PM Modi: Record Turnout in Kashmir Elections Sends a Global Message, Article 370 Wasn't People's Agenda

The Modi government abrogated Article 370 in August 2019, which granted special autonomy to Jammu and Kashmir. This move, according to Modi, has fostered greater unity and a sense of belonging among the people in the region, reflected in the increased voter turnout and tourism.

Prime Minister Narendra Modi has emphasized that Article 370 was never the agenda of the people of Kashmir or the broader Indian populace but rather the concern of a few influential families. In an exclusive interview with ANI, Modi highlighted the enthusiastic participation of Kashmiri voters in the recent Lok Sabha elections as a powerful statement to the world.

“Article 370 was the agenda of only four families, it was neither the agenda of the people of Kashmir nor the agenda of the people of the country. For their benefit, they had built such a wall of 370 and used to say that if 370 was removed, there would be a fire…Today it has become true that after the removal of 370, there is a feeling of more unity. The feeling of belongingness is increasing among the people of Kashmir and hence its direct result is also visible in elections, and tourism,” Modi stated.

The Modi government abrogated Article 370 in August 2019, which granted special autonomy to Jammu and Kashmir. This move, according to Modi, has fostered greater unity and a sense of belonging among the people in the region, reflected in the increased voter turnout and tourism.

The Prime Minister also noted the warm reception of international delegates during the G20 summit events in Kashmir, further underscoring the region’s positive transformation.

In the recent Lok Sabha elections, constituencies such as Srinagar, Baramulla, and Anantnag-Rajouri saw record voter turnouts. Srinagar recorded 38.49% polling, Baramulla 59.1%, and Anantnag-Rajouri 51.35% as of 5 pm on April 25. This level of participation is the highest since 1989 and marks the first Lok Sabha elections in Jammu and Kashmir since the abrogation of Article 370.

“First of all, I would like to pray to the justice system of our country that if the government wants to do any work, they have a design, and strategy to do that work. To solve such problems, work had to be done under that strategy. Now sometimes I had to shut down the internet for that. Some NGOs went to court and it became a big issue in the court but today the children there proudly say that the internet has not been shut down for the last 5 years and we have been getting all the facilities for the last 5 years. There was some pain for a few days, but it was for a good cause… It is very important to save the country from such NGOs,” he said.

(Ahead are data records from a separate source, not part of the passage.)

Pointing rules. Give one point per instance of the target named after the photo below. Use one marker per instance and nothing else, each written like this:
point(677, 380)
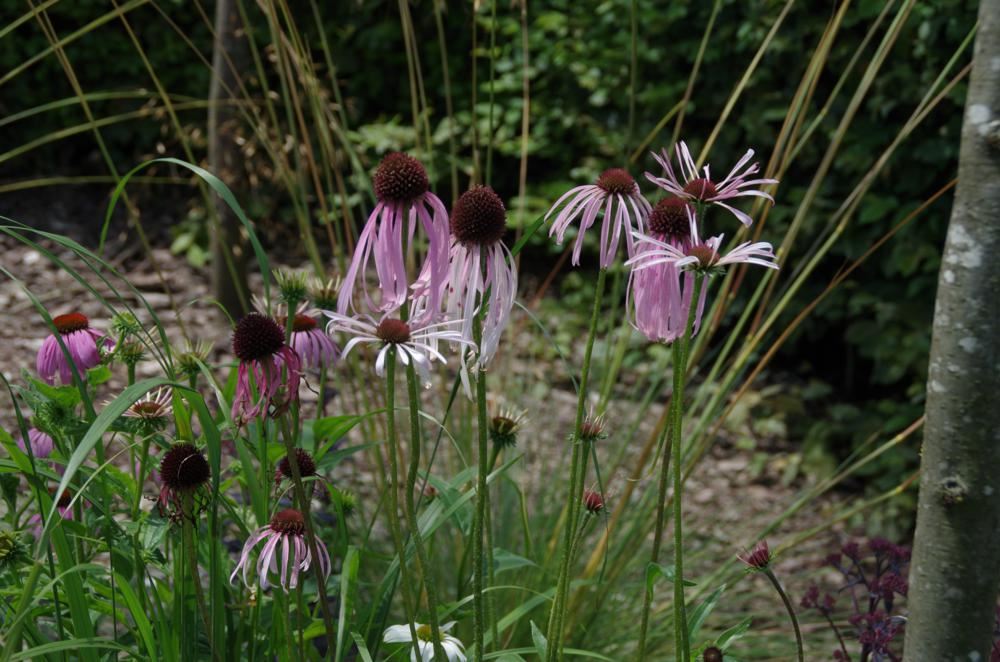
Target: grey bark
point(229, 252)
point(955, 571)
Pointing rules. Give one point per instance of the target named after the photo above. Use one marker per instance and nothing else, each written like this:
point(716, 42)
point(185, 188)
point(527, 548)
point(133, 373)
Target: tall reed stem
point(479, 611)
point(680, 356)
point(393, 509)
point(577, 477)
point(423, 567)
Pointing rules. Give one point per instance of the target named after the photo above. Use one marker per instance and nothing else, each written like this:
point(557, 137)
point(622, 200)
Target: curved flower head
point(267, 365)
point(402, 189)
point(82, 343)
point(478, 224)
point(400, 634)
point(658, 296)
point(183, 469)
point(624, 210)
point(314, 347)
point(415, 342)
point(285, 552)
point(700, 187)
point(39, 442)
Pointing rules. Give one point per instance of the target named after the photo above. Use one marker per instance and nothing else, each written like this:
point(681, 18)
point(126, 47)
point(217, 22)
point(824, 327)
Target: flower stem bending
point(578, 472)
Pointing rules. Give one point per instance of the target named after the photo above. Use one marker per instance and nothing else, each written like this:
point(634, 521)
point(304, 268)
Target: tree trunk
point(229, 253)
point(955, 572)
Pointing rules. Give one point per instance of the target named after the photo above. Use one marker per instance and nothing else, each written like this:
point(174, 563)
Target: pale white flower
point(400, 634)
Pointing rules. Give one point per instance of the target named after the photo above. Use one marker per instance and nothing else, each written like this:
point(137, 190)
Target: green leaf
point(541, 644)
point(654, 571)
point(504, 560)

Modi stressed that the enthusiastic voter turnout in Kashmir is a testament to the region’s acceptance of the Indian Constitution and dedication to the nation’s spirit. He expressed satisfaction with the record-breaking participation, viewing it as a message to the world and to sceptics who doubted the positive outcomes of the government’s decisions.

The Lok Sabha elections are being held in six phases, with the final phase concluding on June 1 and vote counting scheduled for June 4.

Article 370

Article 370 was a provision in the Indian Constitution that granted special autonomous status to the region of Jammu and Kashmir. It allowed the state to have its own constitution, separate flag, and autonomy over internal matters, while defence, communications, finance, and foreign affairs remained under the Indian government’s jurisdiction. Originally intended as a temporary measure, Article 370 meant that Indian laws did not automatically apply to Jammu and Kashmir; the state’s legislative assembly decided which laws would be applicable. The article also defined “permanent residents” of the state, granting them special rights and privileges regarding property, employment, and scholarships, not available to non-residents. On August 5, 2019, the Indian government revoked Article 370, fully integrating Jammu and Kashmir into India and reorganizing it into two Union Territories: Jammu & Kashmir and Ladakh. This decision was met with mixed reactions, with supporters advocating for better integration and development, while opponents claimed it violated constitutional guarantees and could lead to unrest.